There are intersections between data modelling and data quality. In examining those we can use a data quality mind map published recently on this blog:
Data Modelling and Data Quality Dimensions:
Some data quality dimensions are closely related to data modelling and a given data model can impact these data quality dimensions. This is the case for:
- Data integrity, as the relationship rules in a traditional entity-relation based data model fosters the integrity of the data controlled in databases. The weak sides are, that sometimes these rules are too rigid to describe actual real-world entities and that the integrity across several databases is not covered. To discover the latter one, we may use data profiling methods.
- Data validity, as field definitions and relationship rules controls that only data that is considered valid can enter the database.
Some other data quality dimensions must be solved with either extended data models and/or alternative methodologies. This is the case for:
- Data completeness:
- A common scenario is that for example a data model born in the United States will set the state field within an address as mandatory and probably to accept only a value from a reference list of 50 states. This will not work in the rest of world. So, in order to not getting crap or not getting data at all, you will either need to extend the model or loosening the model and control completeness otherwise.

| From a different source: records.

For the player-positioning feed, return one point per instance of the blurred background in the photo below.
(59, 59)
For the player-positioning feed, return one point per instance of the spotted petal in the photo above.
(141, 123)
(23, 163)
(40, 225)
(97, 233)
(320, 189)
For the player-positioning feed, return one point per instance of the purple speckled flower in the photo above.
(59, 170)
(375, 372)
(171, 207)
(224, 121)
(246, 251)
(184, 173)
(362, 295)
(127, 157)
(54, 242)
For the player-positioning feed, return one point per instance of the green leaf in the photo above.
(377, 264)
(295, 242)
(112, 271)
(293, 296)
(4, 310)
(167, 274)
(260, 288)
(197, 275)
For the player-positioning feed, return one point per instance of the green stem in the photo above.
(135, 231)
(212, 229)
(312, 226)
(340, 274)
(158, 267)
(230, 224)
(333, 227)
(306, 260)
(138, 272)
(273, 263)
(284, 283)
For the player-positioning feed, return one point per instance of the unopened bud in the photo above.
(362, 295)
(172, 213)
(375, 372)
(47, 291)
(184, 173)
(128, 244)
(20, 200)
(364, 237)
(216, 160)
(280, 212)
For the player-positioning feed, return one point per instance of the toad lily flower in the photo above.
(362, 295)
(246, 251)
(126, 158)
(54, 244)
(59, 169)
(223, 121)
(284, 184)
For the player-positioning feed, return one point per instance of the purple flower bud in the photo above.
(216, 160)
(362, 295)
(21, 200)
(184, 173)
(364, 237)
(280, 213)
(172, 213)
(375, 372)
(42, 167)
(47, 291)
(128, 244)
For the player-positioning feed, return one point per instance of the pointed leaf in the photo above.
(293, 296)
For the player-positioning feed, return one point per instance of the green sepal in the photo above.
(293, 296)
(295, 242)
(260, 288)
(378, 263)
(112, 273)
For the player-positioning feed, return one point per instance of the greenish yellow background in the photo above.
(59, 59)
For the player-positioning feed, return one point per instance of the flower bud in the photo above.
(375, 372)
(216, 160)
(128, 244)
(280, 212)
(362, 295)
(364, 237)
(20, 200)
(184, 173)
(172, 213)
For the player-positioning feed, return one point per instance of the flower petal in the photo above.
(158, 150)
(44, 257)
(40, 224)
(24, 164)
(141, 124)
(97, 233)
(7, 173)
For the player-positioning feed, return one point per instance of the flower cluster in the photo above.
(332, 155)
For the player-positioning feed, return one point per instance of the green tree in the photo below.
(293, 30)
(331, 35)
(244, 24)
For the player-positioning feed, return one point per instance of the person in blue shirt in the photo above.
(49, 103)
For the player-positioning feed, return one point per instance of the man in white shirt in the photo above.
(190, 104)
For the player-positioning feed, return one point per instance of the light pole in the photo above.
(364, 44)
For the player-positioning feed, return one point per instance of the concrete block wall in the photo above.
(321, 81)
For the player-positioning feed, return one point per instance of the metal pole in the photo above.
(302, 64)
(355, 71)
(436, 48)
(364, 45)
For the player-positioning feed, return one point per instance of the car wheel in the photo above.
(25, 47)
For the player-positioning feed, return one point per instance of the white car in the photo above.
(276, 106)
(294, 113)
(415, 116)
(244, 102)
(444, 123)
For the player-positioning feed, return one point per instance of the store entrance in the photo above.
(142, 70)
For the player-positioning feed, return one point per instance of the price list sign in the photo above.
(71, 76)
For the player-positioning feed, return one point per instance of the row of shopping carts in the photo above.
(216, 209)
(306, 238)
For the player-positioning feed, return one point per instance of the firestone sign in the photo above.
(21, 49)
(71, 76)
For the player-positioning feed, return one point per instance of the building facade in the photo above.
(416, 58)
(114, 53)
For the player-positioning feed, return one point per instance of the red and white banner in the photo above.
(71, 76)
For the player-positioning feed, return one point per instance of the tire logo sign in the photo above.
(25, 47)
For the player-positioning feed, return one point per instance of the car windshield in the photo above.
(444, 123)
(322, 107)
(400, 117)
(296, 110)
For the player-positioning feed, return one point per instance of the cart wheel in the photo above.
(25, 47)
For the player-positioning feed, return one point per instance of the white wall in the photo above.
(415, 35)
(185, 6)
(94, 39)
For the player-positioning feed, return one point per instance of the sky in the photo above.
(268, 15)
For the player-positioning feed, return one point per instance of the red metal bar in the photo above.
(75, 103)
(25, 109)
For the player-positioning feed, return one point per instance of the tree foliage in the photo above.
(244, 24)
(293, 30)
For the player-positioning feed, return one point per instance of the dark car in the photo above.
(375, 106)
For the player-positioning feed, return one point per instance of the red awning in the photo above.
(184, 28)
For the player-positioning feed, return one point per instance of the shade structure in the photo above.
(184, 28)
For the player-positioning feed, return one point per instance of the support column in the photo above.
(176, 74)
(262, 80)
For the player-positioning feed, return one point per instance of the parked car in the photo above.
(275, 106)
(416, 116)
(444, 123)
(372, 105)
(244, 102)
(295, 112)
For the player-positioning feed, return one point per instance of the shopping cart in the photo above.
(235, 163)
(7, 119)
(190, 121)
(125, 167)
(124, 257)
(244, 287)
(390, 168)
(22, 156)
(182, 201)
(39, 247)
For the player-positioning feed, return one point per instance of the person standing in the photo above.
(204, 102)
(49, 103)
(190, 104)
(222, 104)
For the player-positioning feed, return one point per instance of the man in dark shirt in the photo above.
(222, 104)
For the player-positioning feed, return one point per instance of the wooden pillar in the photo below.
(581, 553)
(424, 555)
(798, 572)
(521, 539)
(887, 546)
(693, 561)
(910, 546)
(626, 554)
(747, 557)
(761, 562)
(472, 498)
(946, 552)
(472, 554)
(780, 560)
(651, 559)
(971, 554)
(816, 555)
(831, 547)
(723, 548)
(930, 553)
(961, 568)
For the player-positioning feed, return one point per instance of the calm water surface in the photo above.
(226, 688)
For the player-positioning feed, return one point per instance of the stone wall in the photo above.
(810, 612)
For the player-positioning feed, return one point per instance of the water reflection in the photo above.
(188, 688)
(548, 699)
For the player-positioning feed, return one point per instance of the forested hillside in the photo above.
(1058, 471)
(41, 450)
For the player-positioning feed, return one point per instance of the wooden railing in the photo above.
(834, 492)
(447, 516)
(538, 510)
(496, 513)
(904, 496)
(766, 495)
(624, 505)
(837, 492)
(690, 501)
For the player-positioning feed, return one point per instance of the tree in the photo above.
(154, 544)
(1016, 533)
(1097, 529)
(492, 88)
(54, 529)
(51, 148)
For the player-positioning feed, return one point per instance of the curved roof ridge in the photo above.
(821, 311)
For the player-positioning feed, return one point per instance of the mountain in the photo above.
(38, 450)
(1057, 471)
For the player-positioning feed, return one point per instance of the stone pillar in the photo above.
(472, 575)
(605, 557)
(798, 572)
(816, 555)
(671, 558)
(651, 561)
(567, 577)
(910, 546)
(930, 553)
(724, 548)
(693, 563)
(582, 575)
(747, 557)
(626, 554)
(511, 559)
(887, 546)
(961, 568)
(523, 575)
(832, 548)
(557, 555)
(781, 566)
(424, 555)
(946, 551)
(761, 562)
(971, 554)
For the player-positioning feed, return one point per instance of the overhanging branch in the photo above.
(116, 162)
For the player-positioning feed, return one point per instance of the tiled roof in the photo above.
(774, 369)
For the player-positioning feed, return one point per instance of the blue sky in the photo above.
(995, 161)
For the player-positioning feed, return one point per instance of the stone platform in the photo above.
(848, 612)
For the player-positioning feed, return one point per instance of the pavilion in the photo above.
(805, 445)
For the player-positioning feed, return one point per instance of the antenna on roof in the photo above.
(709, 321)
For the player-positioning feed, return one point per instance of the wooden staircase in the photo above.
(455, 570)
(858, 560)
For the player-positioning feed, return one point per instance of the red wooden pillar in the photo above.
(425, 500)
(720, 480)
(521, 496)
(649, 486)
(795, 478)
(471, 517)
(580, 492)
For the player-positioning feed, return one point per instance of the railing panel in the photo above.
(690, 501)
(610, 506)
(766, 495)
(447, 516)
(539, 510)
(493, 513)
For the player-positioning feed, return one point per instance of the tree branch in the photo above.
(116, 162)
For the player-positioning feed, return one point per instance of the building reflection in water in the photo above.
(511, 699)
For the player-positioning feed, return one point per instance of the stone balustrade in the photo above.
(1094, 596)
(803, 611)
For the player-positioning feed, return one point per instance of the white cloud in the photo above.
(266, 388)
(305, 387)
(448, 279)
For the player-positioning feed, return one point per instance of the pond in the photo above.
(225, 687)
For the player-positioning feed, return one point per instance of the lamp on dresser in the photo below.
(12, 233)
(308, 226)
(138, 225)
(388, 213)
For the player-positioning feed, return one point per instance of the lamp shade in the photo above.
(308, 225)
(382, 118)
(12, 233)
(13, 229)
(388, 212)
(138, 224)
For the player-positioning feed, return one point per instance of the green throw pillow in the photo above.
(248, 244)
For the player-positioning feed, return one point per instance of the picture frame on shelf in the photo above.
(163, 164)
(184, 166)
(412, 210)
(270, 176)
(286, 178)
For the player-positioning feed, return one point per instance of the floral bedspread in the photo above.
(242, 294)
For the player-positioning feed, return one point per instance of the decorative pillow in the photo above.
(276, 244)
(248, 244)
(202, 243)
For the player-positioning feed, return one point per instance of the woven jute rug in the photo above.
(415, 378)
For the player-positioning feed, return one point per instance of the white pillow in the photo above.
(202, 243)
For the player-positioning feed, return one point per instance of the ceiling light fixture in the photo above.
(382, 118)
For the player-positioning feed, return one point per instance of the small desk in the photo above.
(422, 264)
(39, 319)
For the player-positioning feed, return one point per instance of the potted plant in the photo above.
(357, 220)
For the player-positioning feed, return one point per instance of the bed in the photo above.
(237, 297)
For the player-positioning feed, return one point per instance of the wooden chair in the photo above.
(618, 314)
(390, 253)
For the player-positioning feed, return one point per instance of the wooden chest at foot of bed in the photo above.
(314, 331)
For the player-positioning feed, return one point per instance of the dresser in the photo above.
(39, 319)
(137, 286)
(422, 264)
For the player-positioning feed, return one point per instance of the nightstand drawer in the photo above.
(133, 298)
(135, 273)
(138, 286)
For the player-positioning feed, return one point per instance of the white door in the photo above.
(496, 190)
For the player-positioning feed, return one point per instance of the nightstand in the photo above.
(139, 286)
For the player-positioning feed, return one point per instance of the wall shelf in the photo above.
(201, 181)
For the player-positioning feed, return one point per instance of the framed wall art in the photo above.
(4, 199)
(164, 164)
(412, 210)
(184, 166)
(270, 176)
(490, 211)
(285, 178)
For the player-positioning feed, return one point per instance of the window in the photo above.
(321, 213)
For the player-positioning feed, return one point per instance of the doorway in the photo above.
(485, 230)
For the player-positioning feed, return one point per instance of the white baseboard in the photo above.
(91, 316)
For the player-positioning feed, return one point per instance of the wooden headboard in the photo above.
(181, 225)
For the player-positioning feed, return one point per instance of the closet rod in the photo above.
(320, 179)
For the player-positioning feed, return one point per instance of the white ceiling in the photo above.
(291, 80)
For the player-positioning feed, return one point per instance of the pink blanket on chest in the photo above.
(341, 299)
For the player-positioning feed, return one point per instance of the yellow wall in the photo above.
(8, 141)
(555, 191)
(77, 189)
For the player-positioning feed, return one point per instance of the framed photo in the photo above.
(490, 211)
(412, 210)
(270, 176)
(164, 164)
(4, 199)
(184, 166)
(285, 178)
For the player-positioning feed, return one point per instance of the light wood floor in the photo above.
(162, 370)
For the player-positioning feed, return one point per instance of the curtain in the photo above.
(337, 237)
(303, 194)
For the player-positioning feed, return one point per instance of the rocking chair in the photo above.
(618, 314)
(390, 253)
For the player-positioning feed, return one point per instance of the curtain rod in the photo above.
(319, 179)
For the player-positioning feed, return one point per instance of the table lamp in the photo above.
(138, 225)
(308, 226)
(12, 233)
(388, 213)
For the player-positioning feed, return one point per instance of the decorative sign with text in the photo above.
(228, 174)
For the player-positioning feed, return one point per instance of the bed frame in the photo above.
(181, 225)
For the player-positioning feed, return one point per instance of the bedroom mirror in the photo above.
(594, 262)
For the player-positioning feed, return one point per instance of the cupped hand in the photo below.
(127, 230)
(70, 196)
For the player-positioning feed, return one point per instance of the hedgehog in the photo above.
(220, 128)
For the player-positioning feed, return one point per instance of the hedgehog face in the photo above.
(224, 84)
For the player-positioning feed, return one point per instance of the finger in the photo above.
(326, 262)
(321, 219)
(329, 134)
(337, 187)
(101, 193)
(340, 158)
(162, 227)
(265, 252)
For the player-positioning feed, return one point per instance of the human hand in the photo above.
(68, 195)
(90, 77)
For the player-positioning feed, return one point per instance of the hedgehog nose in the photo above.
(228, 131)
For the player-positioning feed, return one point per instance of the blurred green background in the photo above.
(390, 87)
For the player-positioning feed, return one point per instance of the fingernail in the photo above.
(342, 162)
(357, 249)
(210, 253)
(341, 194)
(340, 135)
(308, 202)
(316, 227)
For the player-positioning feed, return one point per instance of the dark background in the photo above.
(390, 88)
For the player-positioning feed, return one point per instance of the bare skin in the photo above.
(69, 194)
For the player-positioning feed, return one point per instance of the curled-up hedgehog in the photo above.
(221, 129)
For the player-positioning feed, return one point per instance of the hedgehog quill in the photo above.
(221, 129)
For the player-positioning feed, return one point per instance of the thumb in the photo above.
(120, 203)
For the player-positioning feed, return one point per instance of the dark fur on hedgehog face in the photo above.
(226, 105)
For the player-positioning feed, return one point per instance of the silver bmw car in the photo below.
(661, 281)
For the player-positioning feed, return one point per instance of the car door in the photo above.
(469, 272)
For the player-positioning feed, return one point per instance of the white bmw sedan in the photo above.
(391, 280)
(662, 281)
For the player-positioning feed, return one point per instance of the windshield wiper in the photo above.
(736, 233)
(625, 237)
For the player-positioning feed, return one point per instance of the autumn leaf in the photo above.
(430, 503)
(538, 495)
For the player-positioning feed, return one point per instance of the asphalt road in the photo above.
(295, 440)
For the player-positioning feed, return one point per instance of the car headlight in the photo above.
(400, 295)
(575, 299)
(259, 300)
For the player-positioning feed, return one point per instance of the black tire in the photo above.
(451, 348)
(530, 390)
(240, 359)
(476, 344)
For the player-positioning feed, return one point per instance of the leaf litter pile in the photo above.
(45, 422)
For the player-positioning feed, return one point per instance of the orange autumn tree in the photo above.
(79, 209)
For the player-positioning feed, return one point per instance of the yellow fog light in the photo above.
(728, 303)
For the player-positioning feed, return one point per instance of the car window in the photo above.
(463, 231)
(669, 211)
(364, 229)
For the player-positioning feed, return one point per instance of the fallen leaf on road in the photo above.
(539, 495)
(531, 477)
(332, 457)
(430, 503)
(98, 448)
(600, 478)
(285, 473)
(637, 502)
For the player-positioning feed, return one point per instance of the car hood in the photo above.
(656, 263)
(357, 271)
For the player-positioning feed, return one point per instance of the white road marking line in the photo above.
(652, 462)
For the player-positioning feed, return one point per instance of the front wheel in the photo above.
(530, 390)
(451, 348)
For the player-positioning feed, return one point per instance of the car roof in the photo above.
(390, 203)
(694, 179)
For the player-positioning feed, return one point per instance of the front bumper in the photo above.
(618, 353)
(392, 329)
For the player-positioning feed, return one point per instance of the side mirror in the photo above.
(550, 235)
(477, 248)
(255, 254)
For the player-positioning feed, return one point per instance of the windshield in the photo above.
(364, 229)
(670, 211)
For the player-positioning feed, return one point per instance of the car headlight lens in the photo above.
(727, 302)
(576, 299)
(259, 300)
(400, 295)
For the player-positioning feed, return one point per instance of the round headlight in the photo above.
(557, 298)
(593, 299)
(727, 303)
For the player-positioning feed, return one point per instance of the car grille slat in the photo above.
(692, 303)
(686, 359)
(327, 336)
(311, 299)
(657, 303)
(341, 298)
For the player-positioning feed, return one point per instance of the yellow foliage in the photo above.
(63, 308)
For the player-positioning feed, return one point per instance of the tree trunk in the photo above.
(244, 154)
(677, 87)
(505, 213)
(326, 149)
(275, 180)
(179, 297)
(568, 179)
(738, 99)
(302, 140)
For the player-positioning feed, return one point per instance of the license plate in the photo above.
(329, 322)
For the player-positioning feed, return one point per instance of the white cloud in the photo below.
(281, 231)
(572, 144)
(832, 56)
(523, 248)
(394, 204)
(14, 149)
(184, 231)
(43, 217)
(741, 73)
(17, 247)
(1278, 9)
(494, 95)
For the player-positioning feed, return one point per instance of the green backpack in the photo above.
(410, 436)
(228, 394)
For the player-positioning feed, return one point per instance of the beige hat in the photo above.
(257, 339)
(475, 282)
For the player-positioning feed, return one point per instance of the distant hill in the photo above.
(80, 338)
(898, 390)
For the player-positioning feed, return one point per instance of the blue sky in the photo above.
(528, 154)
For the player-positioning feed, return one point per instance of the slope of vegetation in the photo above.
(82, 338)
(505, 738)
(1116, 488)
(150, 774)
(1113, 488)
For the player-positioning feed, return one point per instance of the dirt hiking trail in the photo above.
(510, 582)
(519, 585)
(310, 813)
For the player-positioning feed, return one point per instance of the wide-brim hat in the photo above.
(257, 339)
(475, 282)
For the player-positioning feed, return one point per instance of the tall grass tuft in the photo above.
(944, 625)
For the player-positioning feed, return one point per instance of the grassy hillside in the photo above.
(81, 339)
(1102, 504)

- With data about products the big pain is that different groups of products require different data elements. This can be solved with a very granular data model – with possible performance issues, or a very customized data model – with scalability and other issues as a result.
- Data uniqueness: A common scenario here is that names and addresses can be spelled in many ways despite that they reflect the same real-world entity. We can use identity resolution (and data matching) to detect this and then model how we link data records with real world duplicates together in a looser or tighter way.
Emerging technologies:
Some of the emerging technologies in the data storing realm are presenting new ways of solving the challenges we have with data quality and traditional entity-relationship based data models.
Graph databases and document databases allows for describing and operating data models better aligned with the real world. This topic was examined in the post Encompassing Relational, Document and Graph the Best Way.
In the Product Data Lake venture I am working with right now we are also aiming to solve the data integrity, data validity and data completeness issues with product data (or product information if you like) using these emerging technologies. This includes solving issues with geographical diversity and varying completeness requirements through a granular data model that is scalable, not only seen within a given company but also across a whole business ecosystem encompassing many enterprises belonging to the same (data) supply chain.